Answer
Function $f\left( x \right)=\left\{ \begin{align}
& -1\text{ if }x<0 \\
& \text{ }1\text{ if }x\ge 0 \\
\end{align} \right.$is discontinuous at $x=0$.
Work Step by Step
To find the number at which the provided function is discontinuous, check the continuity of the function at $x=0$.
Consider the provided function ,
$f\left( x \right)=\left\{ \begin{align}
& -1\text{ if }x<0 \\
& \text{ }1\text{ if }x\ge 0 \\
\end{align} \right.$
Condition 1: Check the provided function $f\left( x \right)$ is defined at $x=a=0$.
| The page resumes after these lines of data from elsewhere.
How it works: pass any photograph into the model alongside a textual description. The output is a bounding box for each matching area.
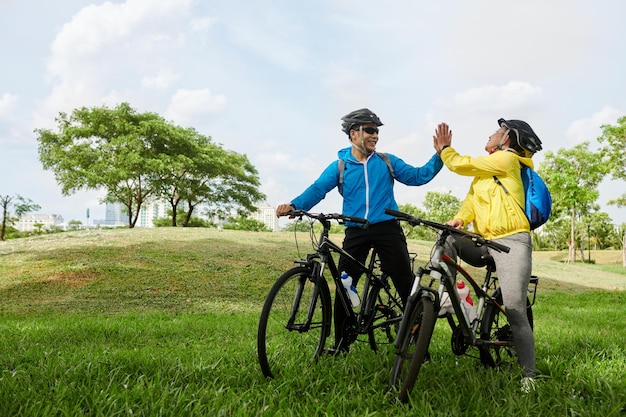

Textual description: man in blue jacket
[276,109,443,353]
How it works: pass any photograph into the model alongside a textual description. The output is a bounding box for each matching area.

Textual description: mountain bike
[257,210,402,378]
[385,209,539,402]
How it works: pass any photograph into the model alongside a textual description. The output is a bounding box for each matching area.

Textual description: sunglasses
[362,126,378,135]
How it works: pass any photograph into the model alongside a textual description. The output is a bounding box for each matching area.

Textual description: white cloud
[141,68,180,90]
[441,0,595,79]
[189,16,217,32]
[567,106,624,143]
[165,88,226,126]
[0,93,18,119]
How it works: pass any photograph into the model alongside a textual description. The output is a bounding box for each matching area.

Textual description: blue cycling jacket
[291,147,443,226]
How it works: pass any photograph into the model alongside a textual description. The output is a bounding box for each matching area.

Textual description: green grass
[0,229,626,417]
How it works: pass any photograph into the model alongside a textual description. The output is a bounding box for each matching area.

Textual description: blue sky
[0,0,626,226]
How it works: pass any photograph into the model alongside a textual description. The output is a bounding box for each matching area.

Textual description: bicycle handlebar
[286,210,369,225]
[385,208,511,253]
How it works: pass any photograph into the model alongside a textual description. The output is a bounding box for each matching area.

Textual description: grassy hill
[0,228,626,417]
[0,228,626,312]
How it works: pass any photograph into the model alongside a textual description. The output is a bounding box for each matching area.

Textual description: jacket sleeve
[291,161,339,210]
[454,181,475,227]
[441,147,515,177]
[389,154,443,185]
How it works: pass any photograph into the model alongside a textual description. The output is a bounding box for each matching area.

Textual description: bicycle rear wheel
[389,297,437,403]
[257,267,332,378]
[480,288,534,368]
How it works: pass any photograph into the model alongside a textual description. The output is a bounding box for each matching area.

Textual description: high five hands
[433,123,452,154]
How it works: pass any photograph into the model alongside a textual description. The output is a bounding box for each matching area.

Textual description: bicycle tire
[479,288,534,368]
[389,297,437,403]
[257,267,332,378]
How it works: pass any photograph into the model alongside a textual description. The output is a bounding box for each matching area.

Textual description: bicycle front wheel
[257,267,332,378]
[389,297,437,403]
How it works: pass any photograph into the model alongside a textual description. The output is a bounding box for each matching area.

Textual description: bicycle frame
[286,211,402,344]
[416,230,498,346]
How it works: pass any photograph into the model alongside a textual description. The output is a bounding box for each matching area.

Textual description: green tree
[35,103,169,228]
[598,116,626,268]
[36,103,265,228]
[424,191,461,223]
[398,204,426,240]
[0,194,41,240]
[538,142,607,262]
[169,142,265,226]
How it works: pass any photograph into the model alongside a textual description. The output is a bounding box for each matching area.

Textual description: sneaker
[322,348,350,356]
[522,376,537,394]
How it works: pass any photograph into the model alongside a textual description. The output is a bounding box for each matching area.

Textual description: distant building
[104,202,169,227]
[15,213,65,232]
[249,205,280,232]
[104,202,280,232]
[104,203,128,227]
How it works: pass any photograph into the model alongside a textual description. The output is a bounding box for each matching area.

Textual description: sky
[0,0,626,228]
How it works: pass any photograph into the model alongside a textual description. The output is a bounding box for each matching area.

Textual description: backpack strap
[337,152,392,195]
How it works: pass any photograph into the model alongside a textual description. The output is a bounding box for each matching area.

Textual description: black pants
[334,220,414,347]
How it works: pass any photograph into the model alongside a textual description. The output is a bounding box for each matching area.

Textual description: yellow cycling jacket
[440,147,534,239]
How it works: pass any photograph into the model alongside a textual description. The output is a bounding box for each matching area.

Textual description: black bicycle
[385,209,539,402]
[257,210,402,378]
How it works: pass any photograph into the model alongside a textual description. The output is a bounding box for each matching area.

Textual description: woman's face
[485,126,506,154]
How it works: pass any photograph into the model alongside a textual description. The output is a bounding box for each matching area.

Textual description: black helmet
[341,109,383,135]
[498,119,542,156]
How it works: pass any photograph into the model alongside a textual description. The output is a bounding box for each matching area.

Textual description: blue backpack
[493,164,552,230]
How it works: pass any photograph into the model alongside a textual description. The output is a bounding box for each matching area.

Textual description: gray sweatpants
[445,233,535,377]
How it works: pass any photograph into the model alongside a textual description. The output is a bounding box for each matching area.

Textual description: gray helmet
[498,119,542,156]
[341,109,383,135]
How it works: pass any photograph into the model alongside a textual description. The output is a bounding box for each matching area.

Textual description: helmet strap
[496,128,511,151]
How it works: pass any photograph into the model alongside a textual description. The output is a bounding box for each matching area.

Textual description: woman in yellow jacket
[433,119,541,391]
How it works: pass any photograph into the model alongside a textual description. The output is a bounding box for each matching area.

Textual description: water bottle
[341,271,361,308]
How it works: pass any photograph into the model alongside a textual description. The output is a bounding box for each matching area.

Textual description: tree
[0,194,41,240]
[537,142,606,262]
[159,129,265,227]
[35,103,265,228]
[598,116,626,268]
[35,103,169,228]
[424,191,461,223]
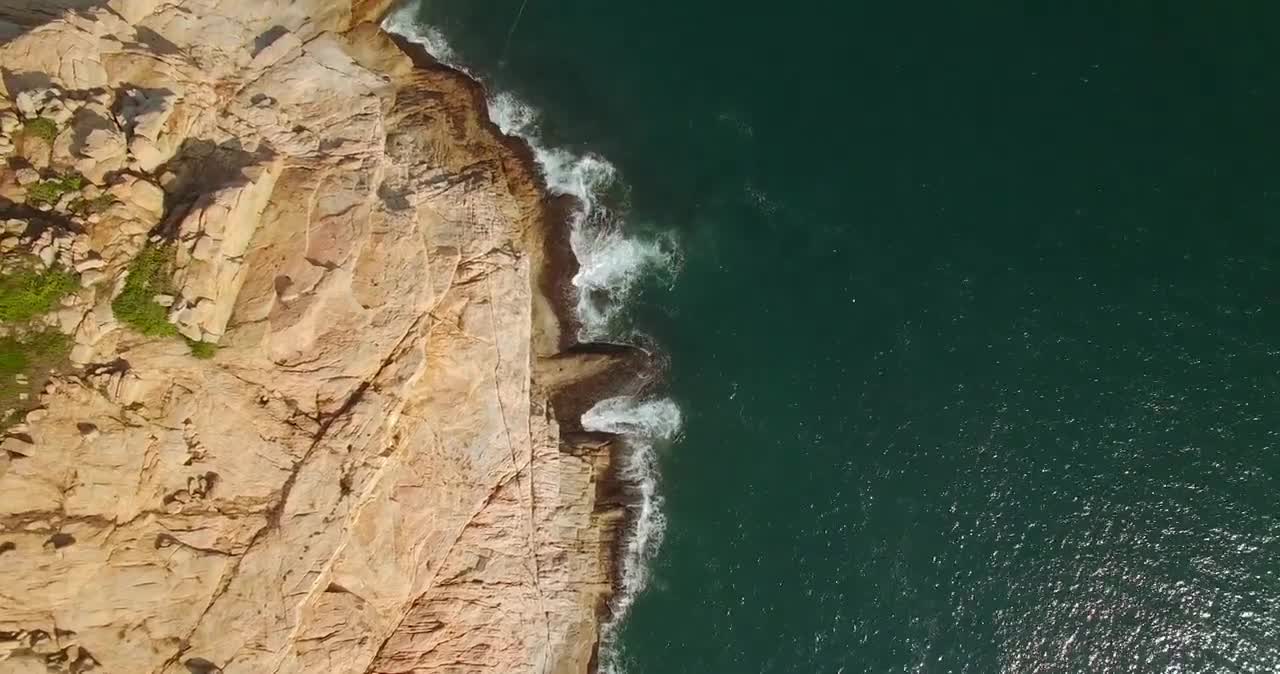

Since, $f\left( x \right)=f\left( a \right)=1$ at $x=0$.
Hence, the function $f\left( x \right)$ is defined at $a=0$.
Condition 2: Check the limit $\underset{x\to a}{\mathop{\lim }}\,f(x)$ exists in the function $f\left( x \right)$.
Consider the left-hand limit,
$\underset{x\to {{0}^{-}}}{\mathop{\lim }}\,f\left( x \right),\text{ if }f\left( x \right)=-1$
Therefore, the left-hand limit is $-1$.
Consider the right-hand limit,
$\underset{x\to {{0}^{+}}}{\mathop{\lim }}\,f\left( x \right),\text{ if }f\left( x \right)=1$
Therefore, the left-hand limit is $1$.
Since the left hand limit and right-hand limit are not equal to each other, the limit does not exist at $x=a=0$.
There is no need to check condition (3).
Hence, the function is discontinuous at $x=0$.